The New Zealand Herald

Seamounts are essential to ocean ecosystems

- Ellie Hooper is an oceans campaigner at Greenpeace Aotearoa Ellie Hooper comment

Whenever positive changes to protect the oceans are afoot, the commercial fishing industry steps in and tries to water down progress. They launch public relations offensives and frame the sustainabi­lity debate in a way that essentiall­y locks in the status quo.

Over the past month, Sealord, a major player in the industry, has been doing exactly this with seamounts ( NZ Herald, May 16), just as a Government-led forum is getting under way to discuss how to protect these biodiversi­ty hotspots.

Seamounts are underwater mountains of varying heights and shapes forming hills, knolls, mounds and peaks. They provide homes and a source of food for an abundance of marine life.

Sealord is pushing a proposal that protects a small percentage of seamounts while allowing them to keep bottom trawling the remaining ones. In the process, it is trying to ensure that only the tallest of underwater mountains — those that rise at least 1000m off the seafloor — are counted.

Using this definition, the company says there are 142 seamounts in New Zealand and that it wants to bottom trawl 15 of these. It says this can be done sustainabl­y.

But bottom trawling seamounts can never be sustainabl­e. The method involves dragging large weighted nets across the seafloor, sweeping up fish and everything else in the way including ancient corals, starfish, crabs and sponges. Disturbing the seabed sediment also releases carbon dioxide back into the oceans, increasing carbon emissions.

The science is clear: bottom trawling causes immense and long-lasting damage to delicate and important habitats.

In Aotearoa, Niwa has identified more than 800 seamounts that rise 100m or more off the seafloor. Last year, Greenpeace mapped them using this data, and also showed some of the amazing species that have been found in these biodiversi­ty hotspots.

When we talk about protecting seamounts, we’re really talking about protecting the coral and associated biodiversi­ty found on them. These unique ecosystems act as the building blocks for ocean life. They support everything from juvenile fish, sponges and crustacean­s, to migratory species like whales and sharks that use them as stopping off points on long journeys.

The diversity of species is vast, seamounts are often home to rare or endemic species — animals found nowhere else in the world. In Aotearoa, we are lucky to have at least 196 endemic species of coral, many of which live in the deep sea. And new deep-sea species are being discovered all the time. Last year a Niwa research project identified 128 species new to science mostly from deepsea fisheries bycatch samples.

Seamounts are essential parts of the ocean ecosystem. They are so important that protecting them is noted as a key priority in several internatio­nal resolution­s.

The UN’s advice is that all vulnerable areas with precious ecosystems like seamounts should be closed to bottom trawling. New Zealand signed on to these resolution­s but is failing to live up to these expectatio­ns.

Existing seamount protection in New Zealand is lacking. Most, or 72 per cent of seamounts and similar features over 100m, are unprotecte­d and vulnerable to deep-sea fishing methods. Benthic protected areas (BPAs), often lauded by the commercial fishing industry as proof they are protecting biodiversi­ty, in reality provide little additional protection because two-thirds of them are too deep to trawl anyway. In a nutshell, we need protection for all of the 800-plus seamounts in New Zealand waters.

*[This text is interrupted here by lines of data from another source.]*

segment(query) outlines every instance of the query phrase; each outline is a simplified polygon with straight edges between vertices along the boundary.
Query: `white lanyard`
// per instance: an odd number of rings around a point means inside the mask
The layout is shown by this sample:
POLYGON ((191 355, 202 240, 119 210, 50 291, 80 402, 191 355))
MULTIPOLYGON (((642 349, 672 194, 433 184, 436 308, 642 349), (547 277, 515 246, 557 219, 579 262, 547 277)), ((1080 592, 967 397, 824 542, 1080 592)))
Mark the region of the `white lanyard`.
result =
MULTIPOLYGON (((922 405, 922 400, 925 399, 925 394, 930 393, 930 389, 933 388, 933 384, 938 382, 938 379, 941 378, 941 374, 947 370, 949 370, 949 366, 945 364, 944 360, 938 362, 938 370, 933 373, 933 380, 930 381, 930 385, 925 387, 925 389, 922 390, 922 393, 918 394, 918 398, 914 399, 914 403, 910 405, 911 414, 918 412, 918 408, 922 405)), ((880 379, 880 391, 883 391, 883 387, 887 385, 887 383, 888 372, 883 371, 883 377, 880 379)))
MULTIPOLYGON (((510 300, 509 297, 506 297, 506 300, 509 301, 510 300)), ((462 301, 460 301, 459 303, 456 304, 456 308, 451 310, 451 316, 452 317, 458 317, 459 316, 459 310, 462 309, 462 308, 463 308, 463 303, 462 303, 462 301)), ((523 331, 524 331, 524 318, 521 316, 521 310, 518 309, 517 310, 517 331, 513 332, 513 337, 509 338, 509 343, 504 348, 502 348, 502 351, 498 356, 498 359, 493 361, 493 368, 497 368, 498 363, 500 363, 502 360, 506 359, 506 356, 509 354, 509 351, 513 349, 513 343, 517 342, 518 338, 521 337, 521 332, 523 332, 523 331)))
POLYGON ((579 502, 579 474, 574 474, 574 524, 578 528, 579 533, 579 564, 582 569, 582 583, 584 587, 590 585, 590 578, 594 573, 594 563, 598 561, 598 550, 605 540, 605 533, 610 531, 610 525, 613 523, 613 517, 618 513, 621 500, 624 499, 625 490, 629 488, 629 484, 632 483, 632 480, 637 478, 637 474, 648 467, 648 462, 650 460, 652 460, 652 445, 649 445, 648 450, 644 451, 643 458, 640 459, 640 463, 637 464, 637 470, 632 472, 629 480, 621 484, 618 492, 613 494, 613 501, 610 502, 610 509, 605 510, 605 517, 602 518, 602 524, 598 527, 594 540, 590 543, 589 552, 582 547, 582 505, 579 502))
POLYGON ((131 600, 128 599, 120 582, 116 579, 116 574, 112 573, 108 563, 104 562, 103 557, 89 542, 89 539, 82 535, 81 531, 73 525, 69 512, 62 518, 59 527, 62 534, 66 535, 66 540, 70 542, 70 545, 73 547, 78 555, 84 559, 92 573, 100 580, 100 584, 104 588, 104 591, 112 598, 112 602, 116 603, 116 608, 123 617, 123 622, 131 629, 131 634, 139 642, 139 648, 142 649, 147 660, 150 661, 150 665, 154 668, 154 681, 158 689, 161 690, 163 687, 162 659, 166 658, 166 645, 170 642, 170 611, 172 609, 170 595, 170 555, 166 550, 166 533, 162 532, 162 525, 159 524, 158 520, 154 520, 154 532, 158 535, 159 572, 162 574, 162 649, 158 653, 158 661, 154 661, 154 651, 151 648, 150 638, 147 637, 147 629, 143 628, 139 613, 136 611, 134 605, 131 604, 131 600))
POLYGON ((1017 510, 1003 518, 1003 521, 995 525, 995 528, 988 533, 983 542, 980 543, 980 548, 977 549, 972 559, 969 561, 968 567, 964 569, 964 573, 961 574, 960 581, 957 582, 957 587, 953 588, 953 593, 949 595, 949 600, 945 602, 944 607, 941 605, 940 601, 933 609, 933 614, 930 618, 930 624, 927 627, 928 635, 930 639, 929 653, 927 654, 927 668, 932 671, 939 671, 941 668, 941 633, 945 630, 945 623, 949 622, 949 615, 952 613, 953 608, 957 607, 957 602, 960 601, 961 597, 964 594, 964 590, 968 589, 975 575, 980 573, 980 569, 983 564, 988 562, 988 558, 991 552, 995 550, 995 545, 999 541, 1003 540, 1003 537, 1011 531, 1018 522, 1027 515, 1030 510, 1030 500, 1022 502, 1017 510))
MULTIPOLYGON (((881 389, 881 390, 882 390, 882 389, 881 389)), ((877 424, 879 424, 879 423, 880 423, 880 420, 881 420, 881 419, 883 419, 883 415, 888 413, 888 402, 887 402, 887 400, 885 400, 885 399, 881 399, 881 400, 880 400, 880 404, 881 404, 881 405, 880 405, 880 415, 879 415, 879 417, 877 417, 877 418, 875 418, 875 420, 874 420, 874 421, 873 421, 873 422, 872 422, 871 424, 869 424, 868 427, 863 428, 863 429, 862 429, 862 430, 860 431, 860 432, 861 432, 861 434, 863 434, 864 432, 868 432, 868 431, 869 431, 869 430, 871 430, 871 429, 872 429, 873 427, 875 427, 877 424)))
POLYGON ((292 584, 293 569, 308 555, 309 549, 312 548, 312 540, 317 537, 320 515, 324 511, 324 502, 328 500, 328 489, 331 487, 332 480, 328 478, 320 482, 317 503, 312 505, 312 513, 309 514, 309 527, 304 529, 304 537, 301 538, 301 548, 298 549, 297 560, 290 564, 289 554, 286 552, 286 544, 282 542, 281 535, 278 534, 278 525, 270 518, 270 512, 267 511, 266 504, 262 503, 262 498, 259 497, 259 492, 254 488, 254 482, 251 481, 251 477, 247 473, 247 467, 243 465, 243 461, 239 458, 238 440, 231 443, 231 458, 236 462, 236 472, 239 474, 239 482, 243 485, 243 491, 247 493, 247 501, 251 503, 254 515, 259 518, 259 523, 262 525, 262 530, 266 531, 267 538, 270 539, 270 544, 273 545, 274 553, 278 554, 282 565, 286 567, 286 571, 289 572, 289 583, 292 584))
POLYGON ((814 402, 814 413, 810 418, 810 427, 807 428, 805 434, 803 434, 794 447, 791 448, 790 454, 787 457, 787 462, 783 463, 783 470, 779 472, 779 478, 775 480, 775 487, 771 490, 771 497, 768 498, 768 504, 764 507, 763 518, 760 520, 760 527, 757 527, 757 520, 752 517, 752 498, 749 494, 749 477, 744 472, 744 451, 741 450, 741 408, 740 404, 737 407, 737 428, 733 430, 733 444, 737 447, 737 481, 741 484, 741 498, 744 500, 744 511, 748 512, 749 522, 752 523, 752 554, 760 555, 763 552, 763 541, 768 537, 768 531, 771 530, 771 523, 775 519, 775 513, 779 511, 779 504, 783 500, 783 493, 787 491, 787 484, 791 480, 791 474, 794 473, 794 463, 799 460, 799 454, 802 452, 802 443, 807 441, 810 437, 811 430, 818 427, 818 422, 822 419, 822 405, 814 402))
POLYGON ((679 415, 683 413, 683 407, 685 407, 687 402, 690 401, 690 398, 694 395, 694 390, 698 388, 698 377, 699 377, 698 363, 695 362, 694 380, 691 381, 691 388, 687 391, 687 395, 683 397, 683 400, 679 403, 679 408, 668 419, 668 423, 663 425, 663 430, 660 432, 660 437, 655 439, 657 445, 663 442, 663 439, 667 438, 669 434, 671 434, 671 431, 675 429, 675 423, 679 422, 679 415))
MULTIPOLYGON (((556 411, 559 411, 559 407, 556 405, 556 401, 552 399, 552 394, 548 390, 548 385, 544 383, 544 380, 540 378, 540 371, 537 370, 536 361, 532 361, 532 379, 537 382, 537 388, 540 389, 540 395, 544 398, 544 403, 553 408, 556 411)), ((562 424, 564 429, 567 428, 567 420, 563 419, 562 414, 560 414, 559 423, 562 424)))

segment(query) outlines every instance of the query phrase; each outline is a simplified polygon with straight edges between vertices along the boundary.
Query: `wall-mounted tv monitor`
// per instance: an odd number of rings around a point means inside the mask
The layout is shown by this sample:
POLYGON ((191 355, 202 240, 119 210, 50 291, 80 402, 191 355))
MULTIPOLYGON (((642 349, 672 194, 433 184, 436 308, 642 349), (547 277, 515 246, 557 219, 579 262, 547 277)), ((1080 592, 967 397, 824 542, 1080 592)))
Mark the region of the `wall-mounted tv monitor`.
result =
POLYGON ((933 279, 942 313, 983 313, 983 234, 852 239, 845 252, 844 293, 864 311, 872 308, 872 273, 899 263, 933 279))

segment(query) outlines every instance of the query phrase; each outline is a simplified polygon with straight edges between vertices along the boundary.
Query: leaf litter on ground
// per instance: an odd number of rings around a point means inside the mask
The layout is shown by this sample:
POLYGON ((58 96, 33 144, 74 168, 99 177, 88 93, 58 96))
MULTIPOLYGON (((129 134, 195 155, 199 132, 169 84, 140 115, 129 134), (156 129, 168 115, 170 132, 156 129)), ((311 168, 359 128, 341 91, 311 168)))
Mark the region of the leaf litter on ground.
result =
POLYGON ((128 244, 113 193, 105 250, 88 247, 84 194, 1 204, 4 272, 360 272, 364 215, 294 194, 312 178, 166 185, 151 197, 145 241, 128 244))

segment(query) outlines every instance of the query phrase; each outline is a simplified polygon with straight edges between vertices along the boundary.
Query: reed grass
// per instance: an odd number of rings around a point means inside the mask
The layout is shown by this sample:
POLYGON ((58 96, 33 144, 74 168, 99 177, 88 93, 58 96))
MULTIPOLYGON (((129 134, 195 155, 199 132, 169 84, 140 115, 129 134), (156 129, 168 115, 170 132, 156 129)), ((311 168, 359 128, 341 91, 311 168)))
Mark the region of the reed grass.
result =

A coral doesn’t care how high the mountain is that it sits on, simply that it’s the right depth from the surface to survive.

The New Zealand public is already onside with this and understand­s what’s at risk. Recent polling by Horizon shows nearly 80 per cent of New Zealanders polled want bottom trawling banned on seamounts, and 70,000 have signed petitions calling for the same.

Protecting seamounts from bottom trawling does not mean an end to fishing. Fish can be caught and people fed using methods that don’t destroy vital ocean habitats in the process. That would be a win-win.

The reasons we should protect seamounts are abundantly clear. Doing so would protect deep-sea biodiversi­ty, which in turn supports fish population­s, the health of the ocean, and the overall health of this planet. These are things that I think most New Zealanders have been on board with for some time.